Science, robots and the students who designed them took center stage Tuesday at the State House as Governor Paul LePage awarded the first ever Governor's Promising STEM Youth Awards.
The recipients included three robotics teams that participated in a national competition, a student who will be representing Maine at the National Youth Science Camp and students from Falmouth who represented the state in a national science competition.
"You will be the people who build our bridges, design our buildings, solve our energy needs, run our computer networks. You're going to be the teachers of the 21st century," LePage told the students. "You are the future of this State."
The event was designed to promote STEM education (science, technology, engineering and mathematics) and to raise post-high school aspirations for students. Education Commissioner Stephen Bowen, who also spoke at the event, said all of the students and programs represented at the State House Tuesday are examples of learner-centered instructional programs that provide multiple pathways for learning.
Three teams brought their robots to the event, and Governor LePage was able to spend time with the students before the ceremony, asking them about their projects and their future plans.
As part of the LePage Administration's education agenda, Governor LePage has emphasized the importance of our students acquiring STEM skills. Experts say these skills are vital in the 21st century and critical to our economic prosperity. Research shows that STEM skills are transferable and needed in every job sector.
Governor LePage presented awards to three robotics teams that participated in the FIRST Robotics World Championship in St.
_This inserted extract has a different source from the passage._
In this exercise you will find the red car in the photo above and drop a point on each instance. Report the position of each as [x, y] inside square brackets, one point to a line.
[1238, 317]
Louis in April:
* "SMART" robotics team from Spruce Mountain High School in RSU 36 (Jay-Livermore Falls);
* "Sunnyside Up" robotics team from the elementary/middle schools in RSU 9, Farmington;
* "Infinite Loop" robotics team from Messalonskee High School, RSU 18, Oakland
Gail Bickford of Maine Robotics, which organizes robotics teams throughout the state, joined the Governor in presenting the awards. Maine had a disproportionately high number of teams qualify for the national competition, a reflection of the growth in popularity and support for the program across the state.
Two other teams -- from Mount Desert Island and from South Portland -- were unable to attend the awards ceremony.
The Governor also recognized Taylor Rogers, of Dixmont. She and Ma Wei Feng of Portland, who could not attend, will participate in the National Youth Science Camp in West Virginia this summer.
The final award of the morning was presented by the Governor and Rich Grich of the Manufacturers Association of Maine to the Real World Design Challenge team from Falmouth High School. The team, "The Paper Planes" competed in April at the national competition in Washington, D.C. In the competition, student teams were asked to address a challenge that confronts the nation's leading industries. Students use professional engineering software to develop solutions and develop presentations to demonstrate the value of their solutions.
The Real World Design Challenge emphasizes partnerships among industry, government, academia and the non-profit sector. The Manufacturers Association co-coordinated this year's challenge with the Maine Department of Education and will be taking it on solo next year. Representatives of Pratt & Whitney, which lends financial support to the program, were also on hand for the event.